Tuesday, August 02, 2011

Soap and Opium

It's often said that if Dickens were alive today he'd be writing for 'Stenders or Corrie - the vivid chararacterisation, the rich tapestry of life, the stress on ordinary people's lives, the anatomisation of their community etc. There's a lot of alternative snobbery too, of course: my dad would leave the room when the soaps came on, despising the rest of us for watching them - far beneath him, they were, in his rarified cultural cloud.  I've always been a defender of soaps, and not just in reaction to my dad: for the past year I have been coming down at 1.30 pm from working on my (to me, anyway) deep (but highly accessible!) novel, and have happily - indeed greedily - watched Neighbours while chomping my lunch, without any sense of cultural jarring whatever. The psychology, it has seemed to me, is brilliant, particularly between parents and children, a lot of the dialogue is very sharp, and there is a nicely wry overall view which provides moments of good comedy while dealing seriously with serious matters.
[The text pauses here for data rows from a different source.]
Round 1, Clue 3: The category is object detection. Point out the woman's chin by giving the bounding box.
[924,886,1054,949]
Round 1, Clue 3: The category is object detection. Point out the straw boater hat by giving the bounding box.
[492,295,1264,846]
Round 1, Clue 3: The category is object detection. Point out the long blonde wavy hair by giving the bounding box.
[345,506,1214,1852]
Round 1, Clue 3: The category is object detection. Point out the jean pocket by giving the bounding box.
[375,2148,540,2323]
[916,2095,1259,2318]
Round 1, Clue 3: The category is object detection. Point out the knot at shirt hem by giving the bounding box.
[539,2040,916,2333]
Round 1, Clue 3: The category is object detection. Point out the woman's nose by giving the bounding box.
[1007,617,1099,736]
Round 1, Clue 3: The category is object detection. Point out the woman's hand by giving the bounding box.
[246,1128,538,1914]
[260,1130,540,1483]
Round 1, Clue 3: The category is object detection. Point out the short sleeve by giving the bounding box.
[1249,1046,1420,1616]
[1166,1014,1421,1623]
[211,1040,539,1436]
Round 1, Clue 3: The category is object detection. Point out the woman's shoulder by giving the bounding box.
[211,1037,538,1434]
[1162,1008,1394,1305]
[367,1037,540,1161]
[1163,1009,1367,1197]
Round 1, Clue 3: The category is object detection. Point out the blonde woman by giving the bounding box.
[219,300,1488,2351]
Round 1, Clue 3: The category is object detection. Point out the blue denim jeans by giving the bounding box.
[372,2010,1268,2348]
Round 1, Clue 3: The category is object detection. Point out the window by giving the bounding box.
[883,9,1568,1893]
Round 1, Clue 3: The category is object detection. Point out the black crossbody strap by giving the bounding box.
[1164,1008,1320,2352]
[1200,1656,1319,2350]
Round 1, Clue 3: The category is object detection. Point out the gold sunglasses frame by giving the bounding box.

I have just been away for a fortnight with no telly and have come back to a kind of earthquake shift in the storylines. When I left, a key character, a handsome (and thus easily identifiable with) policeman in a central storyline concerning a love affair, was about to be taken into protective custody, with potential dire consequences (the end of the love affair, hints of the children involved being in danger of kidnap) and another key character had been dramatically carted off in a coma with some mystery illness. What's the situation now? The policeman has disappeared off the face of the earth (the plot was clearly a device to allow the actor to bow out), and his housemates are looking for a replacement, and the character who was in a coma a fortnight ago is bouncing around full of health and providing comic relief by interfering with their plans. And I have no idea how any of this happened, because the script gives no clue, and the characters are acting as though none of it did ever happen. It's that old familiar thing: soap amnesia, inevitable I guess in decades-long-running series, with shifting actors and storyliners, but a fundamental denial of the long-term psychological consequences of the past which Dickens always tackles head-on.

It could be answered of course that we don't always want anything so deep, but soaps dominate the culture.  A culture of forgetting?